Outage caused by bad router configuration
“We will do a maintenance on our routers on VIN DC to improve our routing,” the company said on its status page before its servers went down.
“Maintenance is planned for 13/Oct/21 9:00 AM to 10:30 AM ( UTC+2). No impact expected, device will be isolated before the change.”
However, due to unknown issues encountered during the planned maintenance, the hosting provider’s servers became unreachable, also taking down customers’ sites with them.
“Following a human error during the reconfiguration of the network on our DC to VH (US-EST), we have a problem on the whole backbone. We are going to isolate the DC VH then fix the conf,” OVH founder Octave Klaba explained.
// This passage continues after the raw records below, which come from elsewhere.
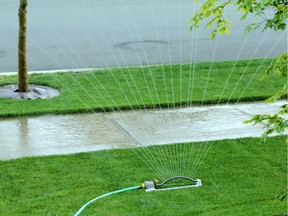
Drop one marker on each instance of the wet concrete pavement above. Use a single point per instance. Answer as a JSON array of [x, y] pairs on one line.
[[105, 33], [65, 134]]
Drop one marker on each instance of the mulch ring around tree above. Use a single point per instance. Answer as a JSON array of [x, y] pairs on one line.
[[35, 92]]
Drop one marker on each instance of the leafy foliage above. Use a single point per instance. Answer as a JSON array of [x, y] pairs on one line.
[[213, 10], [277, 122]]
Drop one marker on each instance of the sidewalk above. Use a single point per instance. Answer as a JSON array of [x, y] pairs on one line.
[[65, 134]]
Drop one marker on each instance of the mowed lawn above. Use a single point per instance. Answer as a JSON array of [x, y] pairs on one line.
[[240, 177], [148, 87]]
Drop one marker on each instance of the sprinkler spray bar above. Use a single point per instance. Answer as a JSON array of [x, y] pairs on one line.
[[148, 186], [153, 185]]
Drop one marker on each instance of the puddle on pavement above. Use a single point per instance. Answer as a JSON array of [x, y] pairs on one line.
[[47, 135], [64, 134]]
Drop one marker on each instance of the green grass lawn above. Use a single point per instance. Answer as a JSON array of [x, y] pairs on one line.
[[240, 177], [138, 87]]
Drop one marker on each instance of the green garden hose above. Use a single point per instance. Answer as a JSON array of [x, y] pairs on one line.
[[104, 195]]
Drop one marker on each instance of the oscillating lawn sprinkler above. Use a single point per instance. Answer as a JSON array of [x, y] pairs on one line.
[[154, 185]]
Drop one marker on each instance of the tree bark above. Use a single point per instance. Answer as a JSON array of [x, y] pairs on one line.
[[22, 58]]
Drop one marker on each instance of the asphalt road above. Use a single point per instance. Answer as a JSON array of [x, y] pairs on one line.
[[105, 33]]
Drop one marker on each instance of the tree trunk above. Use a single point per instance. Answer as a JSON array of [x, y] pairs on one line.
[[22, 61]]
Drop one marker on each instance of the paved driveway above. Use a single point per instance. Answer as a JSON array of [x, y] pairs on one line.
[[106, 33]]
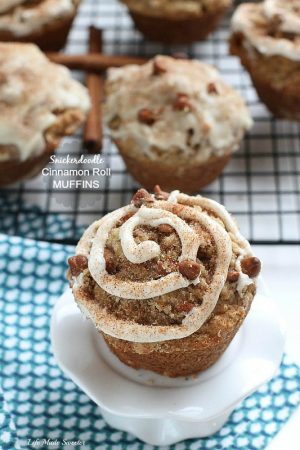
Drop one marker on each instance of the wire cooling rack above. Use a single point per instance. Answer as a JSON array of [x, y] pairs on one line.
[[260, 186]]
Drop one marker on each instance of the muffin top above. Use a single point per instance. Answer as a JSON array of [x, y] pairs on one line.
[[22, 17], [173, 105], [271, 27], [156, 269], [35, 94], [182, 8]]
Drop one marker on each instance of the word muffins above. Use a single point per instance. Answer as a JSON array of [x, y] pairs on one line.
[[266, 37], [39, 104], [167, 280], [45, 22], [177, 21], [174, 121]]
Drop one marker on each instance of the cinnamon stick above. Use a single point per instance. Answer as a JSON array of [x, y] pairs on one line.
[[94, 62], [95, 84]]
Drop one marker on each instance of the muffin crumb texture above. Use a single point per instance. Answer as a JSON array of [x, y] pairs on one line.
[[266, 37], [167, 280], [144, 102], [39, 103]]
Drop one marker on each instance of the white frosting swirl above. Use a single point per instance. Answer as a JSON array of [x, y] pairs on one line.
[[140, 253], [93, 242], [254, 20]]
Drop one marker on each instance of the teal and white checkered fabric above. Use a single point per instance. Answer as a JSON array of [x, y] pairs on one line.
[[32, 223], [45, 404], [8, 436]]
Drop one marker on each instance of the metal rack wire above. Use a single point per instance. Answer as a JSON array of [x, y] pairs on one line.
[[260, 186]]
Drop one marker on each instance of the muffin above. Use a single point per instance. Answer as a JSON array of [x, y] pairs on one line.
[[177, 21], [266, 37], [39, 104], [167, 281], [175, 122], [44, 22]]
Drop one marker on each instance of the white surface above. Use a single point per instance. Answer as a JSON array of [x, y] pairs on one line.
[[281, 272], [160, 415]]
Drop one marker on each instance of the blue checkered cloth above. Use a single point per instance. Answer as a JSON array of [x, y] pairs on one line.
[[44, 404]]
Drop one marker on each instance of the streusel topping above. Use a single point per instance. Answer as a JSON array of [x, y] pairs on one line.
[[156, 269], [22, 17], [171, 103], [33, 92], [271, 27], [186, 8]]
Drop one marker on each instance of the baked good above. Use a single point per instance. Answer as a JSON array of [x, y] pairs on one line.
[[43, 22], [266, 37], [39, 104], [177, 21], [167, 280], [175, 122]]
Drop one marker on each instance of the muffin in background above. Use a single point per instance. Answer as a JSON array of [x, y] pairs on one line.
[[177, 21], [167, 280], [266, 37], [175, 122], [39, 104], [45, 23]]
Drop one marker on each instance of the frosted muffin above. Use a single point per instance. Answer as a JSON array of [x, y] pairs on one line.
[[43, 22], [177, 21], [39, 104], [167, 280], [175, 122], [266, 37]]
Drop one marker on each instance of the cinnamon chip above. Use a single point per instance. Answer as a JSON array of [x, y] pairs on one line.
[[159, 194], [233, 276], [78, 264], [110, 263], [165, 228], [182, 103], [159, 67], [212, 88], [189, 269], [141, 197], [146, 116], [251, 266], [184, 307]]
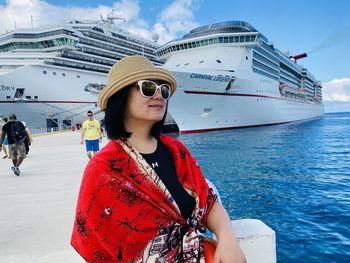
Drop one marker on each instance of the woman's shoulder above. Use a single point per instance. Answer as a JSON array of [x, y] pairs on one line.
[[110, 151]]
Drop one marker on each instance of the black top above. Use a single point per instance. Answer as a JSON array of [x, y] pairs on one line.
[[162, 163], [7, 128]]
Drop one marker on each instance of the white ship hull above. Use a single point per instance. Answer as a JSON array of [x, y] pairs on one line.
[[56, 98], [203, 105]]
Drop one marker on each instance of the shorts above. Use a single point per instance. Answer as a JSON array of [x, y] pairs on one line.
[[92, 145], [17, 150]]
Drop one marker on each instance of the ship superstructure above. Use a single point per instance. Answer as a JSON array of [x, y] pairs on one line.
[[231, 76], [51, 76]]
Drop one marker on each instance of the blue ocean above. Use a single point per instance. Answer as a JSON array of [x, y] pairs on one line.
[[294, 177]]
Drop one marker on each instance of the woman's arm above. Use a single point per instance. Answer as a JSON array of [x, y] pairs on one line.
[[227, 250]]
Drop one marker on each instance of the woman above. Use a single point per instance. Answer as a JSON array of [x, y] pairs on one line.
[[143, 197]]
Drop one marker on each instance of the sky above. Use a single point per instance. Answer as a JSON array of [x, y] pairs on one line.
[[320, 28]]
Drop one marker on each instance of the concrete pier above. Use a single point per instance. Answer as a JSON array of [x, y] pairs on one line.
[[37, 207]]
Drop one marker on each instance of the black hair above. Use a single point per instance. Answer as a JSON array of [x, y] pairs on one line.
[[114, 116]]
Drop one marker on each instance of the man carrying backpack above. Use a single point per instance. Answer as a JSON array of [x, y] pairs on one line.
[[16, 135]]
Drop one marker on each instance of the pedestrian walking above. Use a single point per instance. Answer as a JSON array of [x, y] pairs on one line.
[[16, 134], [5, 142], [30, 138], [91, 132]]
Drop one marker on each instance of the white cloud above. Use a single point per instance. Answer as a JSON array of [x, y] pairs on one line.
[[337, 90], [176, 19]]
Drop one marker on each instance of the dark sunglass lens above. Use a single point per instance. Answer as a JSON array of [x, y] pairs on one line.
[[165, 91], [148, 89]]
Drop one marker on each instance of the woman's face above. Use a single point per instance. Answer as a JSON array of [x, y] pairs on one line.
[[140, 108]]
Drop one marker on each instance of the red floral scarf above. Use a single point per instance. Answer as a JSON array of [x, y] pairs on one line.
[[126, 214]]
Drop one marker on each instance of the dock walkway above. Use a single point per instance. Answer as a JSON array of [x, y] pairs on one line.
[[37, 207]]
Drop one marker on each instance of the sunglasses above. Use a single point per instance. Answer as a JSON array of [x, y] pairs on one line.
[[148, 89]]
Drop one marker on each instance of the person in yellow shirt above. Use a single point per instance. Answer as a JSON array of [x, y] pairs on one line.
[[91, 131]]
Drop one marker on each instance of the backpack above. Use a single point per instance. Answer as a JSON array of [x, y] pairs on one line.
[[18, 133]]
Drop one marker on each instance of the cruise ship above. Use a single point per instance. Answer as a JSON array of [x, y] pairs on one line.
[[51, 76], [231, 76]]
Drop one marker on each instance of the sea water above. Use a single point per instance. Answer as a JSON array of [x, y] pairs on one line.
[[294, 177]]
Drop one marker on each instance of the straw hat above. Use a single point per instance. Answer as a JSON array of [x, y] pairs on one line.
[[128, 71]]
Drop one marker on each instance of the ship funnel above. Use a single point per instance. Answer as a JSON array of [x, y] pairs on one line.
[[303, 55]]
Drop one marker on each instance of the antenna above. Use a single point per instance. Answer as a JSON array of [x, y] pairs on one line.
[[111, 17]]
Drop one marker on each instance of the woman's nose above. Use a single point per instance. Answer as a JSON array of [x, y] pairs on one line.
[[158, 94]]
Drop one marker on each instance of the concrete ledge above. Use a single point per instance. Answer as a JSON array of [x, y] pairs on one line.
[[256, 239]]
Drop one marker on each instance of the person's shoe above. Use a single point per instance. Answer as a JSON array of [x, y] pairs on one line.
[[15, 170]]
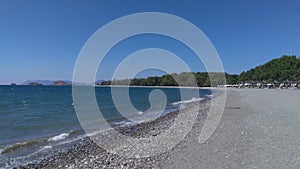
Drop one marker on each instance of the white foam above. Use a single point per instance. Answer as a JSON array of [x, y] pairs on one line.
[[59, 137], [209, 95], [188, 101]]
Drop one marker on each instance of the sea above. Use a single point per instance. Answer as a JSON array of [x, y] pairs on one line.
[[37, 121]]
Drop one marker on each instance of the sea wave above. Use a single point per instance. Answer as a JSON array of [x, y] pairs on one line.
[[16, 146], [187, 101], [20, 145], [59, 137]]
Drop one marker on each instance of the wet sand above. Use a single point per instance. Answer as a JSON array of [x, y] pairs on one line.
[[260, 128]]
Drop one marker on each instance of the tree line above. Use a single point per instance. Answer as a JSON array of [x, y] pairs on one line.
[[284, 68]]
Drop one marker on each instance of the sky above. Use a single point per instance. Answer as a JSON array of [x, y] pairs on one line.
[[42, 39]]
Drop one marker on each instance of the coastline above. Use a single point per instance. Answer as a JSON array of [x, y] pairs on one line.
[[87, 154], [257, 126]]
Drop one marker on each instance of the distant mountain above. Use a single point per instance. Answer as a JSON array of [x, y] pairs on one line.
[[98, 82], [42, 82], [281, 69], [62, 83], [53, 83]]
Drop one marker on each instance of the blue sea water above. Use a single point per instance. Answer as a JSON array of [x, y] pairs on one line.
[[35, 119]]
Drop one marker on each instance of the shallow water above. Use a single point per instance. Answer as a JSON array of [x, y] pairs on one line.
[[37, 119]]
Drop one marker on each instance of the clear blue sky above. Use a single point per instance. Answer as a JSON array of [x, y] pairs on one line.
[[42, 39]]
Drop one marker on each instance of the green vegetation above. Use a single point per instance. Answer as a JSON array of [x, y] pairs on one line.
[[281, 69], [174, 79]]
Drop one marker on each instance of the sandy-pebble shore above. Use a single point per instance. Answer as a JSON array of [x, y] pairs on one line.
[[260, 128], [88, 154]]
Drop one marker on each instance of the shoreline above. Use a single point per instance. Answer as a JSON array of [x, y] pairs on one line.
[[87, 154]]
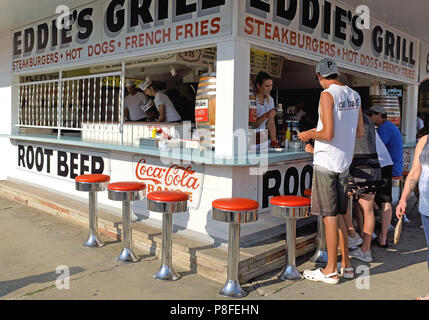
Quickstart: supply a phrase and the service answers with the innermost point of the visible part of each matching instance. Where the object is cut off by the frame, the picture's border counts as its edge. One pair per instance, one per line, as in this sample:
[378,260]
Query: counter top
[192,155]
“In recent days, the intensity of DDoS attacks has increased significantly. We have decided to increase our DDoS processing capacity by adding new infrastructures in our DC VH (US-EST). A bad configuration of the router caused the failure of the network.”
According to reports [1, 2], the ongoing outage only affects IPv4 infrastructure, with IPv6 infra still up and reachable over the Internet.
Suite à une erreur humaine durant la reconfiguration du network sur notre DC à VH (US-EST), nous avons un souci sur la toute la backbone. Nous allons isoler le DC VH puis fixer la conf. https://t.co/kDakq7FGBO
— Octave Klaba (@olesovhcom) October 13, 2021
When trying to connect to the OVH website, users are currently seeing “Error 503: Backend unavailable” errors explaining that “This type of error usually results of an unavailability of servers behind IP Load Balancing.”
Visitors are asked to refresh the site or return in a few minutes and reach out to OVH’s support team if the problem persists.
The hosting provider’s status page also went down with the company’s servers during the maintenance process, with the page now displaying “The connection has timed out. An error occurred during a connection to status.ovh.com,” errors.
Earlier his year, major sites also went offline after OVH data centers from Strasbourg, France, burnt down in March.
Its SBG1, SBG2, SBG3, and SBG4 Strasbourg data centers were shut down to contain the damage from the fire that started in SBG2.
The list of impacted clients included videogame maker Rust, provider of free chess server Lichess.org, telecom company AFR-IX, encryption utility VeraCrypt, news outlet eeNews Europe, cryptocurrency exchange Deribit‘s blog and docs sites, the art building complex Centre Pompidou, and many many others.
The company’s founder later explained that SBG2 was an older generation center built in 2011 and that OVH was working towards replacing older infra with newer technology.
Update Oct 13, 04:59 EST: OVH’s network is slowly recovering after it went down 07:20 UTC this morning together with a US router with a faulty configuration.
“Since 08:22 UTC all services are gradually returning following the isolation of network equipment in the US,” the company says.
Klaba tweeted earlier that the router with the wrong D2 configuration has been cut from the network.
Update Oct 13, 06:01 EDT: OVH says services have been now restored.
On the morning of October 13 at 9:12 am (CET / Paris time), we carried out interventions on a router at our Vint Hill Datacentre in the United States, which caused disruptions on our entire network. These interventions were aimed at strengthening our anti-DDoS protections, attacks which have been particularly intense in recent weeks.
OVHcloud teams quickly intervened to isolate the equipment at 10:15 am. Services have been restored since this intervention.
We are currently running a verification campaign with our clients to confirm the restoration of all their services.
We offer our sincere apologies to all of our impacted customers and will be as transparent as possible about the causes and consequences of this incident.